YAML with a colon but no space is valid YAML, but produces a string instead of a map #524

Open yousefmoazzam opened 3 weeks ago

yousefmoazzam commented 3 weeks ago

The problem

In httomo pipeline files mappings are used fairly frequently, such as when defining the parameters and parameter values for a method:

- method: remove_stripe_based_sorting
  module_path: httomolibgpu.prep.stripe
  parameters:
    size: 11
    dim: 1

From some unexpected behaviour when running httomo at a beamline, investigations have led to the discovery that a mapping in YAML must have either:

For the first case, if there is no space after the colon character, then the text following is parsed as a python str, rather than as a python dict.

This means that if a user were to miss a space after a colon character, then this can cause the YAML to be parsed differently to how it was intended, and thus cause runtime errors.

Explanation

For example, for the following YAML (note the spaces after the colon characters after start and stop):

- method: standard_tomo
  module_path: httomo.data.hdf.loaders
  parameters:
    data_path: entry1/tomo_entry/data/data
    image_key_path: entry1/tomo_entry/instrument/detector/image_key
    rotation_angles:
      data_path: /entry1/tomo_entry/data/rotation_angle
    preview:
      detector_y:
        start: 100
        stop: 120

the detector_y field and its value parses to the following python data structure (note that the value of the detector_y key in the dict is a dict):

{
  'detector_y': {'start': 100, 'stop': 120}
}

However, if the spaces after the two colon characters are omitted (the change in syntax highlighting compared to the previous example is suggestive of there being a change in meaning of the value):

- method: standard_tomo
  module_path: httomo.data.hdf.loaders
  parameters:
    data_path: entry1/tomo_entry/data/data
    image_key_path: entry1/tomo_entry/instrument/detector/image_key
    rotation_angles:
      data_path: /entry1/tomo_entry/data/rotation_angle
    preview:
      detector_y:
        start:100
        stop:120

the detector_y field and its value parses to the following python data structure (notice that the value of the detector_y key in the dict is a string):

{
  'detector_y': 'start:100 stop:120'
}

I haven't found anything that explicitly states that without a space after a colon, the value is interpreted as a string. The closest I can find is in the YAML spec here where it states that a whitespace character needs to follow a colon in order to define a mapping (but it doesn't say what happens if you omit the colon, it may be somewhere else in the YAML spec, but it's a long document to sift through...).

What can be done?

I'm not sure yet. I took at a look to see if any YAML linters would allow the catching of if a colon was missing a space after it, such as yamllint, which has some options for configuring the rules when encountering a colon character.

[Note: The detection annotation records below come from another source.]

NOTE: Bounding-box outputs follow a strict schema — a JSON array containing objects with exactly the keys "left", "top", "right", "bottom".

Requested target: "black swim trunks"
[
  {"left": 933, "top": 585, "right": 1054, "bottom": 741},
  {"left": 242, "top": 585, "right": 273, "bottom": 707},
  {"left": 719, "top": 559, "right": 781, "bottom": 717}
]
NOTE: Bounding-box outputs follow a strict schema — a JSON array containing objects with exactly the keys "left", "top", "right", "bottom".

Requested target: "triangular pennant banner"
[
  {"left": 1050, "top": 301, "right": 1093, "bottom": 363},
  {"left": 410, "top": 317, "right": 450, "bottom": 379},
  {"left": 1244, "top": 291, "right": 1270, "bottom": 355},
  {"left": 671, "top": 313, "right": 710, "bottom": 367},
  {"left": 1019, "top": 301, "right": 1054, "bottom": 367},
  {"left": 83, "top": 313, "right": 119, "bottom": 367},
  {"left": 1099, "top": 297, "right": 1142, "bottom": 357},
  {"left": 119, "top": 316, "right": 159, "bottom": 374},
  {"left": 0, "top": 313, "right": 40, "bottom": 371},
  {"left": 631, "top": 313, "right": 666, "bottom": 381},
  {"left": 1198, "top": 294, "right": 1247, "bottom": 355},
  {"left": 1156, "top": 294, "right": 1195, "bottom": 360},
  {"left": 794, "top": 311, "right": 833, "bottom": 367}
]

However, it seems like it's not possible to catch this (partly due to it being valid YAML to have a missing space after a colon), see https://github.com/adrienverge/yamllint/issues/563#issuecomment-1508763231 and the rest of that issue.

In particular, in that comment, it's suggested that conversion to JSON, followed by defining a JSON schema, could solve the problem.

With the development of the web GUI moving forward and it involving this very idea of using a JSON schema to perform validation of parameters in pipeline files, this may well be an issue that could be resolved in that larger discussion.

dkazanc commented 3 weeks ago

Thanks @yousefmoazzam for looking into this. It looks like we're too vulnerable by exposing just YAML to the users. The major issue is that we cannot pick up most of the problems before the run. To me it feels like we need to start our developing on JSON schema as soon as possible and it should be in place before HTTomo in production. Without proper parameters validation, we should expect lots of problems related to YAML errors from inexperienced users.